WebC, the latest addition to the Eleventy suite of technologies, is focused on making Web Components easier to use. I have to admit, it took me a while to work out the idea behind this one, but I see it now and it looks interesting.

Here are a few of the selling points for WebC, as I see them.

With WebC, web components are the consumer developer’s authoring interface. So for example you might add a badge component into your page with <my-badge text='Lorem ipsum'></my-badge>.

Using web components is great – especially for Design Systems – because unlike with proprietary component frameworks, components are not coupled to a single technology stack but rather are platform and stack-agnostic, meaning they could be reused across products.
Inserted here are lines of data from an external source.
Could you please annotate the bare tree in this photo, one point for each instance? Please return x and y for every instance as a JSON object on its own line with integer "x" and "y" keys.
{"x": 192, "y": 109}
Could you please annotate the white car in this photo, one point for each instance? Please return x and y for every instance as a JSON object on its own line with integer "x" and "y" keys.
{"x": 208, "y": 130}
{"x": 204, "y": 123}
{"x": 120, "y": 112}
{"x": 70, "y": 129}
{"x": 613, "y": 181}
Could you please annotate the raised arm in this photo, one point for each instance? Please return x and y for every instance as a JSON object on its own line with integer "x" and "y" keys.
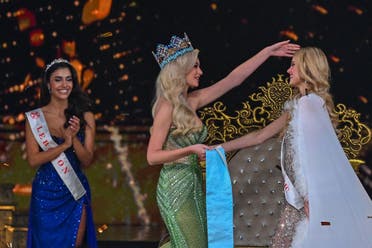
{"x": 156, "y": 155}
{"x": 240, "y": 73}
{"x": 257, "y": 137}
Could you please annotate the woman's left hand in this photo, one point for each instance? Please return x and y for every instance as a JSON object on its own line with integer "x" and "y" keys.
{"x": 283, "y": 49}
{"x": 74, "y": 125}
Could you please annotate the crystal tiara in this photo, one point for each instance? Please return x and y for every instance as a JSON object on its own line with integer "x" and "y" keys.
{"x": 56, "y": 61}
{"x": 177, "y": 46}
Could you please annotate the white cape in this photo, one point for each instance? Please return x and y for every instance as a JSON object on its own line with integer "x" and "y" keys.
{"x": 340, "y": 209}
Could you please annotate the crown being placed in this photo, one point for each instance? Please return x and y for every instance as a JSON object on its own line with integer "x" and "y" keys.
{"x": 56, "y": 61}
{"x": 177, "y": 46}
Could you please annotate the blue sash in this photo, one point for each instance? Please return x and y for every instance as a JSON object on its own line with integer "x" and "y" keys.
{"x": 219, "y": 200}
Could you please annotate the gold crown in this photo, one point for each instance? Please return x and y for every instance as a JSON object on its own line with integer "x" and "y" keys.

From the component creator perspective: whereas normally web components frustratingly require writing accompanying JavaScript and depending on JavaScript availability even for “JavaScript-free” components, with WebC this is not the case. You can create “HTML-only” components and rely on them to be rendered to screen. This is because WebC takes your .webc component file and compiles it to the simplest output HTML required.

WebC is progressive enhancement friendly. As mentioned above, your no-JS HTML foundation will render. But going further, you can also colocate your foundational baseline beside the scripts and CSS that enhance it within the same file.

This ability to write components within a single file (rather than separate template and script files) is pretty nice in general.

There are lots of other goodies too such as the ability to scope your styles and JavaScript to your component, and to set styles and JS to be aggregated in such a way that your layout file can optionally load only the styles and scripts required for the components in use on the current page.